Crawl budget refers to the number of URLs a search engine's spider will crawl during one session. A website's crawl budget is influenced by the crawl rate that Googlebot has determined is optimal for the site and crawl demand which is determined by the website's popularity and the need to keep Google's SERP fresh for a particular search query. Learn more about the crawl budget
What is Crawl Rate?
Crawl Rate refers to how many requests per second Googlebot makes to a site when crawling it.
How Do You Optimize a Crawl Budget?
The goal of crawl budget optimization is to increase the frequency by which spiders crawl pages and send information to algorithms that are in charge of evaluating content quality and content indexing. This means the better a site's crawl budget, the faster it is likely to be updated on the search engine.
Here are some best practices for optimizing crawl budget:
Block Unimportant Pages and Ensure Important Pages Are Crawlable
Use script to direct Google bots away from your unimportant pages. This can be done by adding a 'noindex' tag to the head section of the page. This will ensure that these pages are not indexed. Also, it is important to make sure that important pages are crawlable.
Avoid Redirect Chains
Each redirected page uses up a portion of the site's crawl budget. This means long redirect chains should be avoided. Also, bots might stop crawling redirects if there are an unreasonable amount in a row.
Fix Error Pages
Besides being bad for user experience, 404 and 410 errors use up crawl budget. The site owner should therefore make sure there are no page errors on their site.
Focus on Using HTML
Although Google is able to crawl Flash, XML, and JavaScript, bots from other search engines may struggle to crawl these files.
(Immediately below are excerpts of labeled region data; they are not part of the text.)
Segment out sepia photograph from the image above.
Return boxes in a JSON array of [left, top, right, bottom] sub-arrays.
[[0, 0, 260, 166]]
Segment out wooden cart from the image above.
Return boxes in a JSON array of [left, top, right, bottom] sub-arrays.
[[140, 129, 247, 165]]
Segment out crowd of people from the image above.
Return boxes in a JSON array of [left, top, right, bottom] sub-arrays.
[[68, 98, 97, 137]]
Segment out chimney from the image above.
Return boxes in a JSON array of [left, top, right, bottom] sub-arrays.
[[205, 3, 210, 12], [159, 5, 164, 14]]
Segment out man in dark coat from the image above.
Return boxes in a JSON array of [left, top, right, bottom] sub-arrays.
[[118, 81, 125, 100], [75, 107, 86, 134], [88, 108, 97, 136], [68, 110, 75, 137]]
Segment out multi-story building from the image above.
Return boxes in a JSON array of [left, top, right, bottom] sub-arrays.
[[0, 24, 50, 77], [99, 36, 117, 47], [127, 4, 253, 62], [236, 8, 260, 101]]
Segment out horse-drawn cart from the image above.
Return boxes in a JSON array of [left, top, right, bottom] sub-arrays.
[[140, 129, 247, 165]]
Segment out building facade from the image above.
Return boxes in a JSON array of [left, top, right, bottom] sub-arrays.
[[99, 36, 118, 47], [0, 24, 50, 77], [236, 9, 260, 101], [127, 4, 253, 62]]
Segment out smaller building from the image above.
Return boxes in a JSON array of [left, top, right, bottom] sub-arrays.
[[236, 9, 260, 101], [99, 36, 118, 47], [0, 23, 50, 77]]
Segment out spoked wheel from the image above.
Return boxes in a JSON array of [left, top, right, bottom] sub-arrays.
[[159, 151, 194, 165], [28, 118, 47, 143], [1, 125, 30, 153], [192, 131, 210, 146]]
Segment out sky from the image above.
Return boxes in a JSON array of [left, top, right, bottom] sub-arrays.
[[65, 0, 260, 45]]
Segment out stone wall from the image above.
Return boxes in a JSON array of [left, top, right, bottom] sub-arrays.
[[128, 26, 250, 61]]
As a result, website owners should use HTML instead.
Keep Your Sitemap Up to Date
An up to date xml site map will help bots understand site structure and where internal links are pointing. It is important that the sitemap only include canonical URLs and should be consistent with robots.txt files. The reason is robots.txt files tell bots to not crawl pages, while site map links tell bots to crawl pages. If there is any inconsistency the bots will be told to crawl pages they are blocked from crawling.
Use Hreflang Tags
Hreflang Tags help bots to understand local versions of pages. This includes language and region-specific content. This can be done through the use of HTTP headers, HTML tags, or a sitemap.
Deal With URL Parameters
Many CMSs generate dynamic URLs. These extra URLs don't only use up a site's crawl budget, but they also potentially cause duplicate content issues. To deal with this, parameters should be added to the Google Search Console account.
What is a Crawl Stats Report?
The crawl Stats Report provides information about Googlebot's activity on a site. The report is taken from the last 90 days of data and takes into consideration all content types.
How do I Increase Google Crawl Rate?
There are times when Googlebot crawls a site less frequently. There are a number of possible reasons for this.
Low Authority
When a site lacks high-quality backlinks, Google interprets this to mean the site is unimportant. As a result, Google will not frequently crawl it. This is fairly common for a new site.
The way to improve the situation is to build links to the site. When a site acquires a high volume of quality links its authority grows. This will signal Google to crawl the site more often.
Site Errors
If a site has many errors, Google will crawl that site slowly. This can easily be dealt with by fixing those errors. The errors can be found in the Google Search Console Coverage report.
Slow Loading Site
When a site loads slowly, Google might slow its crawl rate for that site. The faster a site loads the more pages Google bots can crawl at one time. In order to increase site speed, use site speed tools like gtmetrics.com or the Google PageSpeed Insights.
What Does Google See When it Crawls My Site?
Google first looks at your robots.txt file. This tells Google which pages it can crawl and which pages it can't. Once it has 'seen' the robots.txt file Googlebot then crawls the page's title tag. After the title tag, it then crawls the site's meta description. It then moves on to the images. Although Google is not able to see a site's images it does crawl the image alt tags. Finally, Google crawls the actual content on the page.